UNA VISIONE DI SANITÀ CHE METTE AL CENTRO LA PERSONA

“‘Cuore d’Argilla’ rappresenta in pieno la visione della Direzione Strategica dell’ASL Salerno” – dichiara l’ing. Gennaro Sosto, Direttore Generale dell’ASL – “Mettere la persona al centro significa anche riconoscere i suoi bisogni emotivi, relazionali e creativi. La sanità del futuro deve integrare empatia, ascolto e bellezza. Progetti come questo dimostrano che è possibile.”

L’OSPEDALE DA LUOGO DI CURA PASSIVA A SPAZIO DI PARTECIPAZIONE, ASCOLTO, UMANIZZAZIONE.

Per la dott. ssa Francesca Colombo “Questi progetti spezzano l’isolamento. Creano connessioni, danno voce e spazio all’espressione personale. Trasformano l’ospedale da luogo di cura passiva a spazio di partecipazione, ascolto, umanizzazione. Il paziente torna a essere persona, con una storia, un talento, una sensibilità. L’ospedale diventa così anche laboratorio di relazioni, inclusione e creatività.
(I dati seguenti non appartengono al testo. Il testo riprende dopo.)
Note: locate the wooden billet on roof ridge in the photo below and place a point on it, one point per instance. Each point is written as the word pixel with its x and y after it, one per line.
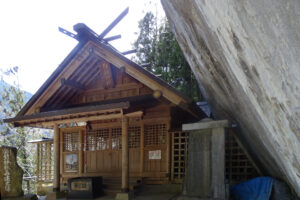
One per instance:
pixel 82 65
pixel 71 114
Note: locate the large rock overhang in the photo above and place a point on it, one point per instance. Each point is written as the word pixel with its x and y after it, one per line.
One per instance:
pixel 245 55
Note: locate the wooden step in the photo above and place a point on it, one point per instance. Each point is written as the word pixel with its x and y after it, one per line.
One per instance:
pixel 112 186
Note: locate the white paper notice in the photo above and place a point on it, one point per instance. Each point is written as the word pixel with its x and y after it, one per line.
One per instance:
pixel 155 155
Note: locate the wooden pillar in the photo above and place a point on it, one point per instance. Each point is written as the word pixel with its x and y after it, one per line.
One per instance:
pixel 125 155
pixel 142 149
pixel 218 162
pixel 56 179
pixel 38 162
pixel 80 160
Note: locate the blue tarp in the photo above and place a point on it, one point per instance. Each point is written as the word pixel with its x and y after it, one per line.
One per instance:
pixel 255 189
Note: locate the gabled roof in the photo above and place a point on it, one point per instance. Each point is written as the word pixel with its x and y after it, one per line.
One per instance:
pixel 87 53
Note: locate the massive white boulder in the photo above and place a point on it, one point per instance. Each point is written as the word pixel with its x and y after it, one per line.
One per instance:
pixel 246 57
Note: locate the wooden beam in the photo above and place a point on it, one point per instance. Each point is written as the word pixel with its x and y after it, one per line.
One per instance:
pixel 108 39
pixel 73 120
pixel 106 75
pixel 134 114
pixel 125 155
pixel 72 84
pixel 56 178
pixel 113 24
pixel 129 52
pixel 83 110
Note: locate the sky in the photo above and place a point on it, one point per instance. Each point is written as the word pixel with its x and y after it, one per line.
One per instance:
pixel 29 36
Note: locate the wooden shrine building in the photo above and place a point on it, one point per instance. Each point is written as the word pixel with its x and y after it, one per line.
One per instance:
pixel 114 119
pixel 110 116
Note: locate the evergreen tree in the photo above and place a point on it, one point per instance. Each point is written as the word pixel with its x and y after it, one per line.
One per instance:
pixel 157 46
pixel 12 100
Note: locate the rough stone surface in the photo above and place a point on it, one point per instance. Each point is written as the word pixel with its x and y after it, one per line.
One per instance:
pixel 10 172
pixel 246 55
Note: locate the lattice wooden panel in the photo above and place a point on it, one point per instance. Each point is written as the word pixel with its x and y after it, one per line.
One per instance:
pixel 45 165
pixel 238 166
pixel 70 141
pixel 179 155
pixel 98 139
pixel 134 136
pixel 116 138
pixel 155 134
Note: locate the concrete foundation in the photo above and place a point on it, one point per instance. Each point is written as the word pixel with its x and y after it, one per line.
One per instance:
pixel 206 160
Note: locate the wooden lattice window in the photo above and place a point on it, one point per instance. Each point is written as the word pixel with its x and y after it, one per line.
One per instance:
pixel 70 141
pixel 134 136
pixel 116 138
pixel 155 134
pixel 179 155
pixel 238 165
pixel 98 140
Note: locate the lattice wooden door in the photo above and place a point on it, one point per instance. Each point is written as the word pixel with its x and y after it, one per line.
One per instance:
pixel 179 155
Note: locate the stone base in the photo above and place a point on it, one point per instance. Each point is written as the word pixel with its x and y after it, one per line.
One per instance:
pixel 124 196
pixel 55 195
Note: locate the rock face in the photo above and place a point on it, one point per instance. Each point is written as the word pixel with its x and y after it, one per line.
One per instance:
pixel 10 172
pixel 246 57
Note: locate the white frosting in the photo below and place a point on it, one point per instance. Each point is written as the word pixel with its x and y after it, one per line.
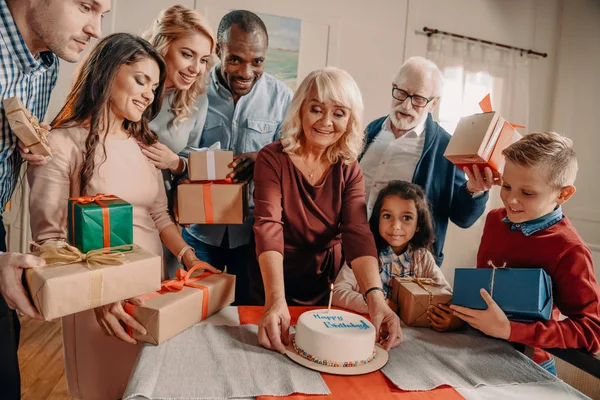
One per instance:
pixel 336 336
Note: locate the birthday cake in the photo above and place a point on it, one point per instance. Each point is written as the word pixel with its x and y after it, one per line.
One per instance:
pixel 335 338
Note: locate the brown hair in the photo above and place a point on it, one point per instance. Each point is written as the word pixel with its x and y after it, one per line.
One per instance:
pixel 547 150
pixel 89 99
pixel 173 23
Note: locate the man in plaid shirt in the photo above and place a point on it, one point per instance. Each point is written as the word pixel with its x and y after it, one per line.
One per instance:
pixel 34 34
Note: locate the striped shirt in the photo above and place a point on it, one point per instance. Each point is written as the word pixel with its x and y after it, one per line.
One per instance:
pixel 29 78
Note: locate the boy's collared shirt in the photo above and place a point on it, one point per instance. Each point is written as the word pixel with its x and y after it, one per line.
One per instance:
pixel 247 126
pixel 30 79
pixel 530 227
pixel 393 265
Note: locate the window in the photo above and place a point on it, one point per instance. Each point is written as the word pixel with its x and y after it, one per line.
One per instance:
pixel 463 90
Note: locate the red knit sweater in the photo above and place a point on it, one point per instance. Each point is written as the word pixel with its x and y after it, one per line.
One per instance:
pixel 561 252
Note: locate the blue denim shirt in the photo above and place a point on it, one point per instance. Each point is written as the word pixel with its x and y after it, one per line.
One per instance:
pixel 535 225
pixel 247 126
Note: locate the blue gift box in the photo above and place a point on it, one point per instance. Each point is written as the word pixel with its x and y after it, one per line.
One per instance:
pixel 524 294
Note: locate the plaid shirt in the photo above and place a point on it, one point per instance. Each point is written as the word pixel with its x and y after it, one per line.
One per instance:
pixel 29 78
pixel 393 265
Ed è questo ciò che auspichiamo da tempo, noi dell’associazione Nasi Rossi Clown Therapy odv.”

L’EVENTO | Il percorso si conclude con l’inaugurazione di una mostra permanente dei manufatti realizzati dai pazienti nei vari laboratori, che sarà allestita nel corridoio adiacente il reparto di Ematologia. All’evento parteciperanno i promotori, i pazienti, i ceramisti coinvolti (tra cui Sergio Scognamiglio, Annamaria Panariello e le “Fate Fantastiche”), i volontari dell’associazione Nasi Rossi, il Governatore del Distretto 2101 Campania dott. Antonio Brando e i Presidenti dei locali Rotary Club: Nocera Inferiore – Sarno, Apudmontem e Scafati Angri Realvalle Centenario.

La documentazione fotografica del progetto è stata realizzata dalla fotografa Any Ruggiero, con immagini toccanti che raccontano l’umanità dei laboratori e dei suoi protagonisti.